Tourisme: Au Honduras, les Garifunas luttent contre la convoitise de groupes hôteliers
El Triunfo
de la Cruz (Honduras) (AFP)
Des plages paradisiaques bordées de palmiers sur la côte
caraïbe du Honduras sont convoitées par des groupes hôteliers internationaux
avec le soutien du gouvernement. Mais leurs projets se heurtent à l'opposition
farouche de la communauté garifuna qui voit menacé son mode de vie ancestral.
A Triunfo de la Cruz, à quelques encablures de la petite ville
touristique de Puerto de Tela (à environ 220 km au nord de la capitale
Tegucigalpa), quelque 10.000 Garifunas, descendants d'esclaves africains naufragés
au XVIIe siècle mêlés aux indigènes caraïbes, vivent de la pêche et de
l'agriculture.
"Ici, nous luttons à mort" contre "ceux qui
veulent voler nos terres", prévient Santos Centeno, un pêcheur de Triunfo
de la Cruz.
Les Garifunas ont connu un premier succès en obtenant l'arrêt
du projet d'hôtel Las Villas, porté par des investisseurs espagnols.
L'opposition se concentre à présent sur un projet d'extension
du complexe hôtelier Indura Beach & Golf Resort, à Tornabé, commercialisé
par le groupe américain Hilton sous la marque d'établissements haut de gamme
Curio Collection.
Selon Edgardo Benedit, un dirigeant de la communauté, les
Garifunas de Triunfo de la Cruz vivent dans une angoisse perpétuelle depuis des
décennies car le gouvernement, la municipalité de Tela et les investisseurs
semblent déterminer à poursuivre leurs projets touristiques.
Sur les plages de sable blanc bordant la mer caraïbe aux eaux
allant du turquoise au bleu marine, la tension est montée d'un cran le 18
juillet, lorsque quatre membres de la communauté ont été enlevés par des hommes
vêtus d'uniformes de policiers.
Le président du Comité de défense des terres et les trois
autres hommes ne sont pas réapparus depuis lors. La communauté y voit la main
du gouvernement... ou de narcotrafiquants recrutés pour l'occasion.
- Patrimoine de l'Unesco -
Pourtant, les Garifunas de Triunfo de la Cruz bénéficient
théoriquement de la protection de la Cour interaméricaine des droits de l'homme
(CIDH), qui a ordonné en 2015 aux autorités de "délimiter les terres"
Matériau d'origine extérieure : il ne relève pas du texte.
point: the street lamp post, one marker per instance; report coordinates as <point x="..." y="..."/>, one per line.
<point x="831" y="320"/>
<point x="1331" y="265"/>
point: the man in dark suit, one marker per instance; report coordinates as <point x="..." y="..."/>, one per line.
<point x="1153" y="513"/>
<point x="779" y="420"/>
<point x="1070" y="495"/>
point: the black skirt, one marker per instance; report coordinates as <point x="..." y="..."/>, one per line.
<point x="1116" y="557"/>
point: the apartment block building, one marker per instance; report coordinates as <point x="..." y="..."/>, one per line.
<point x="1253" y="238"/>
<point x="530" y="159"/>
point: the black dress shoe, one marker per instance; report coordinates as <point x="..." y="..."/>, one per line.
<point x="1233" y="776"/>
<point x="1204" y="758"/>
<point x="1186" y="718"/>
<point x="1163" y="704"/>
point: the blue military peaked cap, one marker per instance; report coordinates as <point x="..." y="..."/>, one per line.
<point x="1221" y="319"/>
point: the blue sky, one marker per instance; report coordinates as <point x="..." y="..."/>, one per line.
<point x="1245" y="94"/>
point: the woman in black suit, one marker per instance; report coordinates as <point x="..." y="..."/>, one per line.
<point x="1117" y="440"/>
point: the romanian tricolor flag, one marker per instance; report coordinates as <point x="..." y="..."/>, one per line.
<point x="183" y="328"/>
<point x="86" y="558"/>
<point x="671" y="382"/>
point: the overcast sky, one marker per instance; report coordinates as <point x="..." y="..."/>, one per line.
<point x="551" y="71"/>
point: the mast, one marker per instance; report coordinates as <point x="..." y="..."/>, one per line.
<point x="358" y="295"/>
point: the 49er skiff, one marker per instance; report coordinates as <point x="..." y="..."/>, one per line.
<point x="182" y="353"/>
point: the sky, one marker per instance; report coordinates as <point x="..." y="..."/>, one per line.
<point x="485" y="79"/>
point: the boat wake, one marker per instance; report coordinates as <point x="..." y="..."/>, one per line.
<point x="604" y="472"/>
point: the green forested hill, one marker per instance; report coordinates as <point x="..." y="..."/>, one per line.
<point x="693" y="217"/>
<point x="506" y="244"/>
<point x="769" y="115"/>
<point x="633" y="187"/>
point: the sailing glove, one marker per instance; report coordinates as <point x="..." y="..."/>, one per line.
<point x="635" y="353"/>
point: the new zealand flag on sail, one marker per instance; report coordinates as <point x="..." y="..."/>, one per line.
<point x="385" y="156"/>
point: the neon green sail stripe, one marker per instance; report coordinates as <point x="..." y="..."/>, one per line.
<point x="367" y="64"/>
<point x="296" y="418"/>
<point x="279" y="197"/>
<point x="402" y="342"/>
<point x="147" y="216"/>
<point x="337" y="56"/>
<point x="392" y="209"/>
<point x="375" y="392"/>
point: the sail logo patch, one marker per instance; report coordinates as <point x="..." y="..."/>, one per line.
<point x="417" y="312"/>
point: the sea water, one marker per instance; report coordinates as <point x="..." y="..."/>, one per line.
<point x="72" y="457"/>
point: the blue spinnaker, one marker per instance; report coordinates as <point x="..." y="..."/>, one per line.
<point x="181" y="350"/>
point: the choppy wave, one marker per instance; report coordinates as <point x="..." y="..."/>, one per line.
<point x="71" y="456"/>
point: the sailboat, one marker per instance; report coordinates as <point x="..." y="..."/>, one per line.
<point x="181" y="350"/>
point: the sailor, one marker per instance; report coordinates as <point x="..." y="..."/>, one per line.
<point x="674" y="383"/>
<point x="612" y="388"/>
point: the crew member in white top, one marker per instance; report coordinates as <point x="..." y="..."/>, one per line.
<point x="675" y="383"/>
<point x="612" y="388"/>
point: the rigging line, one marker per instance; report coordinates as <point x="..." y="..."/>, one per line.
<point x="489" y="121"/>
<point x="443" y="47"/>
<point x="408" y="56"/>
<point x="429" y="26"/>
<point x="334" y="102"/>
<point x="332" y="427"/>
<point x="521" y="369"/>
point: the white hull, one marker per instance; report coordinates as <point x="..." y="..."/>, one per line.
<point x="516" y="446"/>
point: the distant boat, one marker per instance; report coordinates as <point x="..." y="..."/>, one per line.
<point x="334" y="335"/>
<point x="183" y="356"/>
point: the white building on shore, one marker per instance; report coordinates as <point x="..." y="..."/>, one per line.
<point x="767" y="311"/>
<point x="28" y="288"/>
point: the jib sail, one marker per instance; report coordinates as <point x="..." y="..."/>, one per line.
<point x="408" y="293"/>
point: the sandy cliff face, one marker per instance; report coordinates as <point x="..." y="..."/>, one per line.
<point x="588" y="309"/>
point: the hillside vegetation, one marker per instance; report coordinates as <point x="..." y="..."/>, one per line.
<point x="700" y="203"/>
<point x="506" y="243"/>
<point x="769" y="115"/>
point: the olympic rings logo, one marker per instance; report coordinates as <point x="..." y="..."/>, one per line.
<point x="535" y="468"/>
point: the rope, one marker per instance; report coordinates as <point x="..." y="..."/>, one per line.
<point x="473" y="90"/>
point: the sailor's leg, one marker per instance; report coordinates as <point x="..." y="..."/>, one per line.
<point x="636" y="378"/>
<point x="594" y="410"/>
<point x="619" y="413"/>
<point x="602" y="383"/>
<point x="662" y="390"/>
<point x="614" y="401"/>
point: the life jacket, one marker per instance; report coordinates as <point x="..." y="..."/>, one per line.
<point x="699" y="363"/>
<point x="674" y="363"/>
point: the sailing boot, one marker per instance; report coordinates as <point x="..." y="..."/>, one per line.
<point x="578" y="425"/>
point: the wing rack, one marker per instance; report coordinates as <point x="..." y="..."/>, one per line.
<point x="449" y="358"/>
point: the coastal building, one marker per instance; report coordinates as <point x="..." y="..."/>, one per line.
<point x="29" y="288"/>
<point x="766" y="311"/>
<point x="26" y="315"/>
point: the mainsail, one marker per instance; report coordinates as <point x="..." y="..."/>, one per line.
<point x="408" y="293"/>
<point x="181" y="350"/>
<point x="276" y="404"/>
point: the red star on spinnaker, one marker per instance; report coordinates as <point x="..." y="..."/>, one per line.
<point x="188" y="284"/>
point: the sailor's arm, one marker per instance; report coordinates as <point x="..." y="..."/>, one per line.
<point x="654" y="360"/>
de la communauté et de délivrer aux Garifunas un titre de propriété
"collectif".
Mais la décision est restée lettre morte.
Cette fois, la CIDH a exigé de l'Etat hondurien "qu'il
adopte toutes les mesures nécessaires et pertinentes pour localiser les
disparus".
Pour le pasteur évangélique Omar Guzman, frère de l'un des
disparus, Suami Mejia, il ne fait aucun doute que l'enlèvement a été mené sur
l'ordre des autorités. Une douzaine d'hommes en uniforme de policiers ont
menotté son frère avant de l'emmener, assure-t-il à l'AFP.
Edgardo Benedit dénonce de son côté la diffusion de photos
d'Albert Centeno avec des armes par le gouvernement, qui a fait courir des
bruits diffamatoires sur son implication supposée avec le trafic de drogue afin
de le discréditer.
La presse locale, elle aussi, a insinué que l'enlèvement
serait lié au trafic de drogue.
Les Garifunas, présents au Honduras, au Nicaragua, au Belize
et au Guatemala sont réputés pour leur musique à base de tambours, leurs danses
et leur art dans l’accommodement des fruits de mer. Des membres de la
communauté ont aussi brillé sur les terrains de football.
En 2011, le Honduras comptait un total de 200.000 Garifunas,
selon l'ONG Organisation fraternelle noire.
Dès 2001, l'Unesco a même déclaré la langue, la danse et la
musique du peuple garifuna comme Patrimoine immatériel de l'humanité en
espérant protéger ainsi son mode de vie, ses us et ses coutumes.
Mais rien n'y fait: pour Edgardo Benedit, les persécutions et
les menaces contre les dirigeants de la communauté, à Triunfo de la Cruz et
ailleurs, font partie d'une "stratégie" pour les déloger.
Le Honduras est considéré par des organisations
internationales comme l'un des pays les plus dangereux du monde pour les
défenseurs des droits de l'homme et de la terre.
En mars 2016 a ainsi été assassinée Berta Caceres, de l'ethnie
lenca, dirigeante emblématique pour la défense des peuples autochtones qui
luttait contre un projet d'un barrage hydroélectrique sur un territoire
indigène. Sept hommes, accusés d'avoir participé à l'assassinat, ont été
condamnés à des peines allant jusqu'à 50 ans de prison.